Foi um oásis de ternura, na brutalidade da guerra.
Mais
tarde, uns meses mais tarde, julgo que ainda na Guiné, recebi outra carta,
agora com a letra redonda e bem tratada da minha mãe, que me enviava, a pedido
da Ti Pedrosa, uma fotografia sua, tirada nos seus oitenta ou noventa anos, que
infelizmente a memória já não me deixa lembrar com precisão.
Dizia a
minha mãe que a Ti Pedrosa tinha feito questão de tal envio e de que me
dissesse da sua grande preocupação que o “benjamim” da família andasse por
terras tão estranhas, a fazer coisas tão perigosas. Que me cuidasse muito,
tivesse cuidado com as temperaturas e que voltasse depressa e bem.
E
porquê esta história agora?
Porque
hoje tive uma insónia povoada de sonhos amargos, coisas da Guiné, e no meio da
perturbação, da agitação, veio ao meu pensamento, (ou seria ao coração?), a
imagem, a lembrança da Ti Pedrosa que lá no Alto olha por mim, tanto que pouco
depois adormeci calmamente.
Claro que
não podia deixar de lhe fazer esta homenagem, contando os seus gestos de
ternura, que tanto amenizaram durante uns tempos, a dureza da minha vida na
Guiné.
No meio
das emboscadas, das minas, dos tiros, das dores, dos horrores, das horas
amargas que aqui neste nosso espaço se vão desfiando, deixo-vos esta lágrima de
amor, esta gota de ternura, este gesto de carinho, esta memória, esta emoção,
esta gratidão.
Abraço-vos
fortemente, meus “camarigos”, com um sorriso nos lábios, porque no peito de
todos os combatentes, dos ex-combatentes, endurecidos pela guerra, empedernidos
pela morte, ainda bate um coração sensível, que se alegra e enternece com os
gestos de carinho, de amor, daqueles que por cá penaram a nossa estadia na
Guiné.
Joaquim Mexia Alves
4 comentários:
Bom dia, meu caro Joaquim!
Pois sim senhor, um momento de ternura que, como bem escreves no final, é apanágio da maior parte de nós, daqueles que não se deixaram embrutecer pelo tempo e pelas vicissitudes da vida.

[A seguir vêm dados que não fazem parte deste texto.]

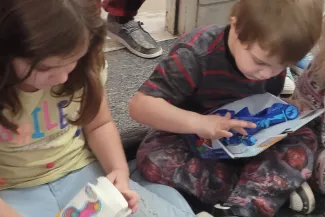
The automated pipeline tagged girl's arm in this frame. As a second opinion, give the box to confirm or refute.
[84,88,138,212]
[0,199,22,217]
[84,90,128,175]
[282,97,311,112]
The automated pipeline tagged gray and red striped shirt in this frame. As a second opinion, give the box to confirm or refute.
[139,25,285,114]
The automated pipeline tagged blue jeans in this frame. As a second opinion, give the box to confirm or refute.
[0,161,195,217]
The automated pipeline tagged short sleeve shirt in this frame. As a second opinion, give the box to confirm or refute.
[0,64,108,189]
[139,25,285,114]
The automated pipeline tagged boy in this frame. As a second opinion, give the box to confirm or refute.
[129,0,323,216]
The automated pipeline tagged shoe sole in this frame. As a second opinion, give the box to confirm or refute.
[281,88,295,95]
[107,31,163,59]
[281,75,296,95]
[196,212,213,217]
[290,182,315,214]
[291,66,305,76]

O teu relato/memória tem muitas mais coisas para se poder comentar mas o que importa agora realçar é o facto de, como dizes, as boas memórias do passado terem vindo apaziguar as más memórias do passado. E não se pode viver umas sem as outras pois fazem parte do todo. Assim, desse modo, pudeste ultrapassar sem dificuldade de maior a incomodidade que os sonhos te estavam a causar.
Amigo, quanto 'àquela coisa' de se poder perguntar "o que é que isso tem a ver com a Guiné", posição que aparece em muito e bom Blogue quando se quer torpedear o seu conteúdo, por não ser uma espécie de 'relatório militar' de contabilização de munições utilizadas e de 'baixas confirmadas e prováveis' causadas ao IN, a verdade é que "tudo tem tudo a ver com a Guiné", assim se queira e se possa 'ver'.

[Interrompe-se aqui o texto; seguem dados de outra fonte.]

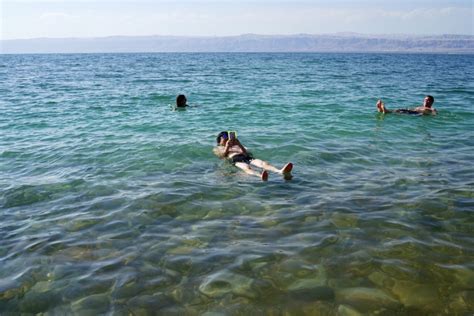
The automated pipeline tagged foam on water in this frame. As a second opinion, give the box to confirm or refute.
[1,53,474,314]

Um grande (só pode, não é?) e forte abraço.
Hélder Sousa
Säo,mais uma vez,histórias como esta que acabam por nos dar a tal visäo multi-facetada de uma guerra.
Os tais pequenos "gräos de areia"nunca referidos nos Comunicados Operacionais dos Estados Maiores.
Um grande abraco.
Olá Joaquim,
Quase todos nós tivémos Ti Pedrosas, com atitudes ou gestos inopinados de ternura, que nos faziam dar graças à vida, e convenciam-nos sobre as compensações que achàvamos justas para o depois da guerra.

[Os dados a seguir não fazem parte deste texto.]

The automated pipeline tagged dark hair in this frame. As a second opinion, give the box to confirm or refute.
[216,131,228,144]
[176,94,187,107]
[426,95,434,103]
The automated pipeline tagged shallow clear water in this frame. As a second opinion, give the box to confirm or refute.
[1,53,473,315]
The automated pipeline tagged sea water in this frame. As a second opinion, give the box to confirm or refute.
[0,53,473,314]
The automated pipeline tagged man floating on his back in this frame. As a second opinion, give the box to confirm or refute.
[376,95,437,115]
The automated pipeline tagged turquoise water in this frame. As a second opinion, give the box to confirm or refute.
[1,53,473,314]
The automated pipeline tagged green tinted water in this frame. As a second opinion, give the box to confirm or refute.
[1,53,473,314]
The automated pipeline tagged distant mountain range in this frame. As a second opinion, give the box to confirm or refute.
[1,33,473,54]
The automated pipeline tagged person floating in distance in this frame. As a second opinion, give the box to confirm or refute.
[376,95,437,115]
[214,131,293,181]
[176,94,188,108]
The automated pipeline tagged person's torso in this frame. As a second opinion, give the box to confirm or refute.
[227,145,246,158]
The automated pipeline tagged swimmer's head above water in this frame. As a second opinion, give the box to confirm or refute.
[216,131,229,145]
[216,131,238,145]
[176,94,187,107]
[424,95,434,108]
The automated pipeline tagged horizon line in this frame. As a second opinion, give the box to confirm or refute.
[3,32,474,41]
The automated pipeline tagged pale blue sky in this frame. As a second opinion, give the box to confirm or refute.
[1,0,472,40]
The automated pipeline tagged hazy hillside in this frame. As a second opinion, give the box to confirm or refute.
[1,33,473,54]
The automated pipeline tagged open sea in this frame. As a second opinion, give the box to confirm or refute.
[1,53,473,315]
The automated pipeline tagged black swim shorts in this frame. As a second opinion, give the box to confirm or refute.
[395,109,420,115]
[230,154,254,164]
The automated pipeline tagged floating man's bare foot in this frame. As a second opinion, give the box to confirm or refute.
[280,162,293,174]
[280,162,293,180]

Eram ataques de paz e gratidão, que amoleciam corações endurecidos.
Obrigado por esta lembrança feliz que, como no teu caso, já não pode ter réplicas.
Outro abraço
JD
História linda, amigo Joaquim. Muitos de nós recordamos uma "ti Pedrosa", como a sua que tanto o mimou e acarinhou. A amizade verdadeira é algo inesquecível e que toca profundamente os nossos corações e por tal não a esquecemos. Leva-nos a enquadrar-la a outros grupos, como os camaradas com quem partilhámos momentos difíceis, por exemplo os da Guiné, hoje pertencendo à Tabanca do Centro. Um grande abraço. Mª Arminda.